Cat Power - Nude As The NewsC’est chaque fois la même chose lorsqu’on évoque les chanteuses d’influence : il n’y a  techniquement pas d’avant et d’après, pas de big bang ou de chanson historiquement déterminante. Il n’y a pas d’Elvis au féminin, une seule personne qui aurait fait basculer l’histoire du genre d’un coup de hanche ou de pelvis. Juste des femmes qui ont chanté/tenté leur chance, mieux ou moins bien, directement ou pas, des femmes qui ont osé se présenter sur scène et exprimer leur sensibilité et ce que c’était que de voir le monde à travers d’autres yeux. Témoigner de l’immense pari d’être femme. L’histoire de la femme dans le rock est une histoire d’expression sensible de l’altérité. Et l’altérité dans le rock lui-même alternatif se situe évidemment à des couches et des couches sous l’épiderme mainstream, dans un espace si clandestin et marginal qu’il ne rencontre que très rarement la surface et n’a jamais été suffisant jusqu’ici pour renverser la table de banquet. On met de côté les femmes guirlandes, qui sont là pour faire beau et qui ont leur utilité aussi, qui ne sont pas moins femmes, mais évoluent dans un registre peut être plus attendu, moins risqué. Encore que… Les femmes comptent ici un peu moins qu’ailleurs pour des prunes. Combien de mégastars ? Combien siègent à côté de Bono, Mick Jagger, Chris Martin et les autres au Conseil d’administration du Rock ? On a parlé, il y a peu, du Dry de PJ Harvey  en 1992-93. On y revient avec Chan Marshall et son Cat Power. Nous sommes en 1996 et la situation est la même. The Slits, Patti Smith (on y revient), les riot girrls, Dusty Springfield, PJ Harvey, Liz Phair (Exile in Guyville, 1993, on le fera aussi). La France aura son festival fanion Les Femmes s’en mêlent dès l’année suivante. En 1997. Chan Marshall en est en 2002. Ça frémit, ça frissonne. Il y a des choses qui se passent et d’autres pas encore. Il y a des sujets qui viennent et qui sortent du placard. Et puis il y a Nude As The News qui évidemment est la chanson qui change tout et rien à la fois, qui éblouit et déboule comme une évidence avec sa force et ce qu’elle raconte, son dénuement révolutionnaire et sa façon de parler de choses dont on ne parle pas.
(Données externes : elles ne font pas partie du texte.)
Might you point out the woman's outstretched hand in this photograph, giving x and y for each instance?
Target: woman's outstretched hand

Lorsque Chan Marshall aka Cat Power déboule en septembre 1996 avec son troisième album, What Would The Community Think,  sur le label Matador, c’est précédée d’un écho plutôt flatteur qui la présente comme la nouvelle sauvageonne, mi-banshee punk, mi-folk naturaliste du nouveau rock US. Cat Power existe depuis quelques années et a sorti, sur le papier, deux albums dont on a peu près personne n’a entendu parler. Le premier, Dear Sir, est enregistré en 1994 et sort fin 1995, tandis que le deuxième Myra Lee, enregistré à peu près au même moment que le premier, ne sortira que quelques mois avant… le troisième. Myra Lee (le nom de la mère de Chan Marshall) sort sur le label Smells Like Records, fondé peu avant par Steve Shelley, le batteur de Sonic Youth, et au nom inspiré par le tube de Nirvana. Shelley joue un rôle majeur dans l’affirmation de Chan Marshall. Il rencontre la jeune femme (20 ans alors) qui vient de quitter Atlanta (pour d’obscures et sinistres raisons personnelles) pour New York et la prend pour ainsi dire sous son aile. Marshall fait de la musique depuis quelques années et s’y remet lorsqu’elle arrive à New York. Elle donne quelques concerts dans des bars, de petites salles et se fait embaucher pour ouvrir pour… Liz Phair. Shelley et un autre protagoniste, Tim Foljahn (Two Dollar Guitar), font sa connaissance de cette manière et deviennent ses musiciens sur les deux premiers enregistrements et sur celui qui suit.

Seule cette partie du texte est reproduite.